# mortar bed on plywood subfloor



## 1Master (May 14, 2009)

*mortar bed* on plywood subfloor for bathroom, whats a fair price to charge, jersey city nj, 54sqft in attic


----------



## willworkforbeer (Mar 7, 2009)

I'd say around tree fiddy


----------



## neolitic (Apr 20, 2006)

1Master said:


> *mortar bed* on plywood subfloor for bathroom, whats a fair price to charge, jersey city nj, 54sqft in attic


The Jersey mud job
by a guy from Jersey? :clap:
Gotta be a joke. :laughing:


----------



## 1Master (May 14, 2009)

dont understand your remark about dumb question, are we posto hepin ech otder?:thumbsup:


----------



## kevjob (Aug 14, 2006)

1Master said:


> *mortar bed* on plywood subfloor for bathroom, whats a fair price to charge, jersey city nj, 54sqft in ATTIC


:blink::blink:


----------



## XanadooLTD (Oct 6, 2007)

:thumbsup:BOUNCE BOUNCE BOUNCE!!!!!! WOrd of advice NEVER ASK GENERAL PRICING QUESTION. There are guys from all over the work on here. SOme might charge fiddy cents some 15 bucks.
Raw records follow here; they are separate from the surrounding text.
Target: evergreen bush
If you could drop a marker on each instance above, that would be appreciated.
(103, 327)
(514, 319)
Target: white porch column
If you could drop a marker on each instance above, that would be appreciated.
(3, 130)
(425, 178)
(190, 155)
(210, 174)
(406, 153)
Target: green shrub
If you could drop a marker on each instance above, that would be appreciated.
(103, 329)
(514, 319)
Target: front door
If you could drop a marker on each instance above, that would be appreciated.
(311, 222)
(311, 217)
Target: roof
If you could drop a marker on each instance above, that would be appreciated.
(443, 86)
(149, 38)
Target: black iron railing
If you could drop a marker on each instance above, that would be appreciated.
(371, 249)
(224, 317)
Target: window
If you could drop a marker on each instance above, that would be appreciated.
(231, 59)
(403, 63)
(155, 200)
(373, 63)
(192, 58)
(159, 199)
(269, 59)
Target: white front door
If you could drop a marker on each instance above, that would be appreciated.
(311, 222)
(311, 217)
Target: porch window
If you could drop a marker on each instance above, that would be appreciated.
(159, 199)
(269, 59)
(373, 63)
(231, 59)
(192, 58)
TO GENERAL!!!


----------



## Crock (Mar 8, 2009)

1Master said:


> *mortar bed* on plywood subfloor for bathroom, whats a fair price to charge, jersey city nj, 54sqft in attic


*I'LL DO IT FOR A JUG.*


----------



## XanadooLTD (Oct 6, 2007)

:laughing: HAHAHAHAHAHAHHAHAHAHAHAHAHHAAHAHAHAHAHAHAHAHHAHAHAHAHAHAHAHAHAHHAHAHAHAHAHAHAHHAHAHAHAHAHAHAHHAHAHAHAHHAHAHAHAHAHHAHAHAHAHAHAHHAHAHAHAHAHAHAHHAHAHAHAHHAHAHAHAHHAHAHAHAHHAHA....HAHAHAHAHAHHAHAHAHHAHAHAHHAHAHAHAHAHHAHAHAHAHHAHAHAHAHHA Thats the funniest thing i have seen in awhile HAHAHAHAHAHAHAHAHAHAHAHHAHAHAHAHAHAHAHAHAHHA


----------



## neolitic (Apr 20, 2006)

Dirt pokes his head up
from the cellar, is frightened
by daylight, and returns to
the subterranean kingdom......


----------



## Bill_Vincent (Apr 6, 2005)

For mud and tile, I'd be looking for a job minimum-- 500.00. Anything bigger, I'd be charging 5.00 a foot for floating the floor (labor only), plus the installation charge for the tile.


----------